O necessário para o País crescer é criar um projeto de desenvolvimento.

João Vaz 1 de Maio de 2016 às 01:45
O 1º de Maio logo a após o derrube da ditadura foi o dia de maior consenso entre os portugueses. A quase unanimidade fez-se à volta da liberdade festejada. Deram-se as mãos, mas na cabeça havia projetos e prioridades diferentes.

Descolonização e Democracia concretizaram-se, com divergências e ruturas. E o terceiro D, do Desenvolvimento, tornou-se numa conversa de crises. Depois de 1974, o 1º de Maio teve sempre marchas de protesto e nunca mais festa de alegria com a vida que se tem.

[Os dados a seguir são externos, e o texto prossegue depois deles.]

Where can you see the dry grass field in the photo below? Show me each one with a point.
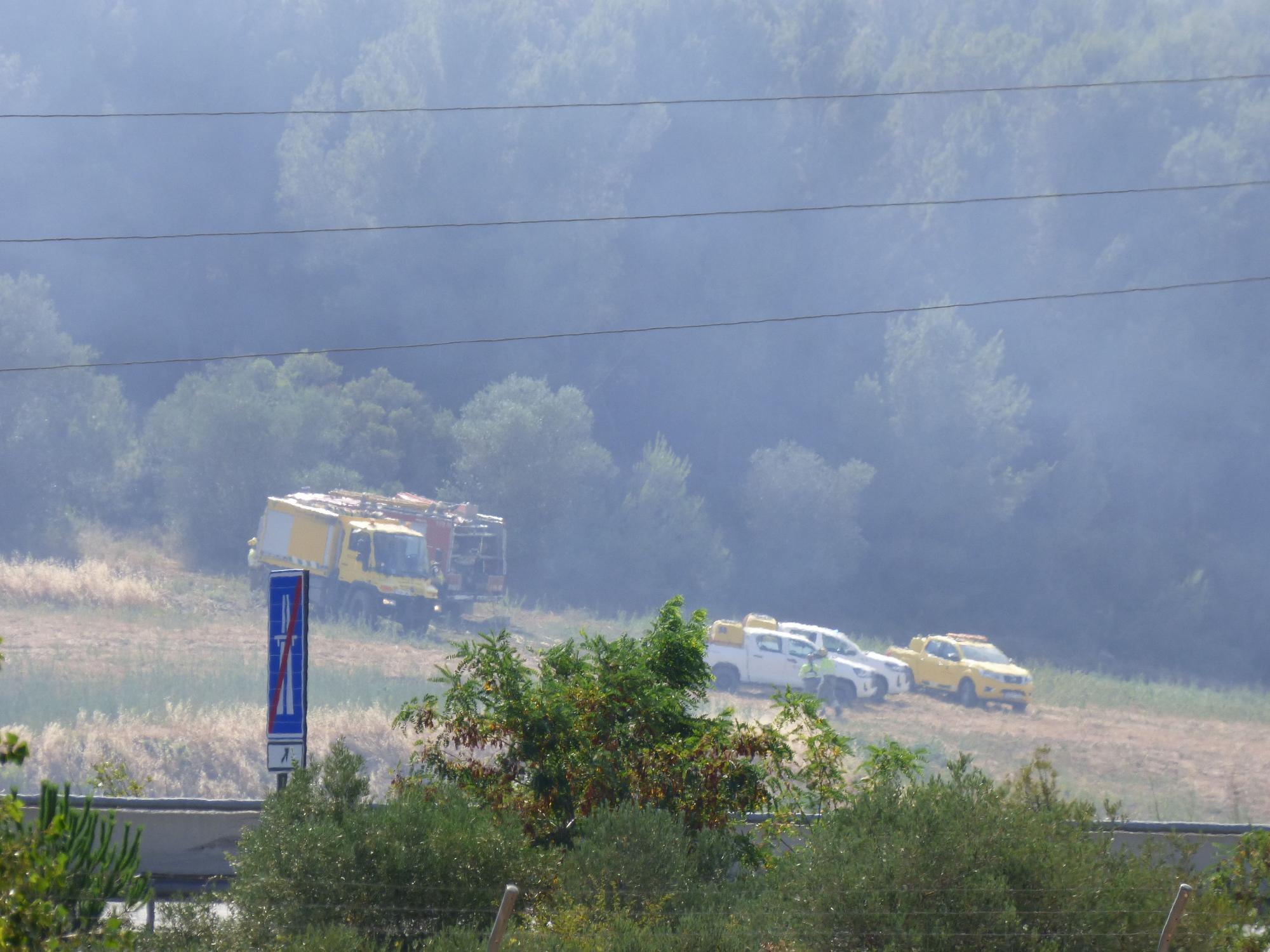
(164, 671)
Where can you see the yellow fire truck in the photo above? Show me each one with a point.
(360, 568)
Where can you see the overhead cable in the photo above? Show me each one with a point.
(656, 216)
(631, 103)
(650, 329)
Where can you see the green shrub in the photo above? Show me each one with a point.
(645, 863)
(595, 723)
(958, 861)
(58, 874)
(396, 873)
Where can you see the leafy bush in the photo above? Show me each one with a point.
(596, 724)
(396, 873)
(1235, 902)
(957, 860)
(643, 863)
(58, 874)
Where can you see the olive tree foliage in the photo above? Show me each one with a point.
(803, 540)
(664, 535)
(232, 436)
(526, 453)
(67, 437)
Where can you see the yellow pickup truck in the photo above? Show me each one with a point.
(967, 666)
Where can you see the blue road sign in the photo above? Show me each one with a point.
(289, 658)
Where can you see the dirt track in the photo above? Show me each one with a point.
(1159, 766)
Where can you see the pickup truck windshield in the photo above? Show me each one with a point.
(985, 653)
(402, 555)
(840, 645)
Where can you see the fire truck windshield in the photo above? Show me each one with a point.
(402, 555)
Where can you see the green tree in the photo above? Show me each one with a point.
(948, 432)
(594, 724)
(954, 860)
(803, 539)
(397, 439)
(526, 454)
(232, 436)
(67, 437)
(664, 536)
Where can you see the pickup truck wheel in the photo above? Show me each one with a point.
(881, 682)
(846, 694)
(966, 694)
(727, 678)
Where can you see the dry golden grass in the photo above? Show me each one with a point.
(209, 752)
(90, 583)
(137, 554)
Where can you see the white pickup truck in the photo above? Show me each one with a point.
(741, 656)
(892, 677)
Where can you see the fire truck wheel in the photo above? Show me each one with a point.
(359, 609)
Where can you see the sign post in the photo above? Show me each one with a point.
(288, 725)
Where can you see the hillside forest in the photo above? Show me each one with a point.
(1081, 479)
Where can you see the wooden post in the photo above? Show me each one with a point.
(504, 918)
(1175, 916)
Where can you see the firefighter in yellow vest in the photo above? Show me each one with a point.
(817, 675)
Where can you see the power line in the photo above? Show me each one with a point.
(651, 329)
(631, 103)
(658, 216)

As fraturas na sociedade não são tão profundas quanto os partidos apontam, mas sustentam retóricas radicais que se tornou hábito culpar de todos os falhanços e atavismos. Daí vem o remédio do consenso. Puro engano. O mal é outro.

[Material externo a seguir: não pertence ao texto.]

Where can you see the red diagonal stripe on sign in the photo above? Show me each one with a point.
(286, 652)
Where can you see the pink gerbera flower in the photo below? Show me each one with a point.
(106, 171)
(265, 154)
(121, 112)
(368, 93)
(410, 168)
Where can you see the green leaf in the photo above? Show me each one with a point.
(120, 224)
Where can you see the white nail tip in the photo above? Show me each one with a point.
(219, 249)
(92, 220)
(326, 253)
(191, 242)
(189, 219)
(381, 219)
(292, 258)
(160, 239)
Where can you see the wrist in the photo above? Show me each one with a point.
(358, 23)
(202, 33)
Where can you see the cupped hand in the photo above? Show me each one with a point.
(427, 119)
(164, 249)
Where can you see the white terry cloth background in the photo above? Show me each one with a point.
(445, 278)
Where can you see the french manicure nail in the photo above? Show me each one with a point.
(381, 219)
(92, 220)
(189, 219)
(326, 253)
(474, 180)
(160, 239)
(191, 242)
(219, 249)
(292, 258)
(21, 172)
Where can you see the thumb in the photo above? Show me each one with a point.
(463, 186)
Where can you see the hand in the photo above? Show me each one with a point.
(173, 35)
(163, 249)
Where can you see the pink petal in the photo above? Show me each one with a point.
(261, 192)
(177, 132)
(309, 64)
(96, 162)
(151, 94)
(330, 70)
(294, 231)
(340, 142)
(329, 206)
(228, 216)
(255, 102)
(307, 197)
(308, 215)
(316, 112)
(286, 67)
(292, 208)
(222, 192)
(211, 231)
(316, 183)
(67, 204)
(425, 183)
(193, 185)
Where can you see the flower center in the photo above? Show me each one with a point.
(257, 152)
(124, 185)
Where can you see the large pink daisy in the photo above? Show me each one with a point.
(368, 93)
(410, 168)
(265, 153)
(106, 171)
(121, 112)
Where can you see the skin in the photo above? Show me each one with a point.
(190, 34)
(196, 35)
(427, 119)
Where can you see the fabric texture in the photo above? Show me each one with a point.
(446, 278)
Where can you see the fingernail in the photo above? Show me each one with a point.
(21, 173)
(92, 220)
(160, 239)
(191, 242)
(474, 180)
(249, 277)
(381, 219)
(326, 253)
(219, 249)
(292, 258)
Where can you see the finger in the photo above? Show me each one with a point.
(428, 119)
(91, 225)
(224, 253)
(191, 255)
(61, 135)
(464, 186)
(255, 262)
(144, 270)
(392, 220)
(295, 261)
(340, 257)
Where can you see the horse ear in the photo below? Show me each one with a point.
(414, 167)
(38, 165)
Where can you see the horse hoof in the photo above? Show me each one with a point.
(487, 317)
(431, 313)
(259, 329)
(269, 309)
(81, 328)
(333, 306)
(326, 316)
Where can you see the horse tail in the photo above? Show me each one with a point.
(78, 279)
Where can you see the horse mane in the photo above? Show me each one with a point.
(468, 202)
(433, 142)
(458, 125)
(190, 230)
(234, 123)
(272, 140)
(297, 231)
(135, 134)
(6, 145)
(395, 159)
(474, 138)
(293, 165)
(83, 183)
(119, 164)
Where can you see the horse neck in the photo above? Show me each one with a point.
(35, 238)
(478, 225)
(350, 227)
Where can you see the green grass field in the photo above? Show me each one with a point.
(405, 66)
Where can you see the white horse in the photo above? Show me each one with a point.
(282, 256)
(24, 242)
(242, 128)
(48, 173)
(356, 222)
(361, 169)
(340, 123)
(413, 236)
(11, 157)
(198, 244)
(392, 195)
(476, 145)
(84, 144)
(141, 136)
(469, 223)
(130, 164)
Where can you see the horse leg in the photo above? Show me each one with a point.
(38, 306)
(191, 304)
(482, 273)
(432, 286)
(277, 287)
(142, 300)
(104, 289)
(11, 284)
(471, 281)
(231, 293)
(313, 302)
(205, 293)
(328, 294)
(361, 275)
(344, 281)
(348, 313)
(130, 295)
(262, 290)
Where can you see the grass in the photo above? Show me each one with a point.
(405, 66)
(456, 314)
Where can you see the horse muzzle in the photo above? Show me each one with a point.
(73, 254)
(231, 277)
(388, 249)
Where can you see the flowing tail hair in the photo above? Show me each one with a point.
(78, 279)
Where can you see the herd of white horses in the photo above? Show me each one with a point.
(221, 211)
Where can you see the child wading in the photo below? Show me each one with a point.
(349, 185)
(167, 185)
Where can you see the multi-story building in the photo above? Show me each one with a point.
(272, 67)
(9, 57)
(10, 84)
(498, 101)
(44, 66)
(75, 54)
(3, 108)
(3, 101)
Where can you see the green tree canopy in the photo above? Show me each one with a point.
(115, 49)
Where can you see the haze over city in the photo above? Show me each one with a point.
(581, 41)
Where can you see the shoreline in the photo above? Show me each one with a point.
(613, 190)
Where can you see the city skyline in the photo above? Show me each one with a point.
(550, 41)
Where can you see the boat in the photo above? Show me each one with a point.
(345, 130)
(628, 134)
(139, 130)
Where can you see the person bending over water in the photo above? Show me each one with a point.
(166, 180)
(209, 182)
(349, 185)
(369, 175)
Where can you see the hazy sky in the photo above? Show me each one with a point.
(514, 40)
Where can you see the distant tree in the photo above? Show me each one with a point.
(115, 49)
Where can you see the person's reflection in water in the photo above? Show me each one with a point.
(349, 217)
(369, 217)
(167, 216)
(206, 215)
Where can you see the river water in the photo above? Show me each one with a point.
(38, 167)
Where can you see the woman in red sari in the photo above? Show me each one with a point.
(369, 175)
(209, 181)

O necessário para o País crescer, o desemprego baixar e haver riqueza para redistribuir é criar um projeto de desenvolvimento, sustentá-lo em bases económicas e políticas reais e ter capacidade e determinação para o levar em frente.

Dir-se-á que a tarefa é mais difícil do que pôr um porco a andar de bicicleta, mas, como António Costa já pôs BE e PCP a votarem indiretamente pela UE, há motivos de esperança de ver dar a volta ao texto.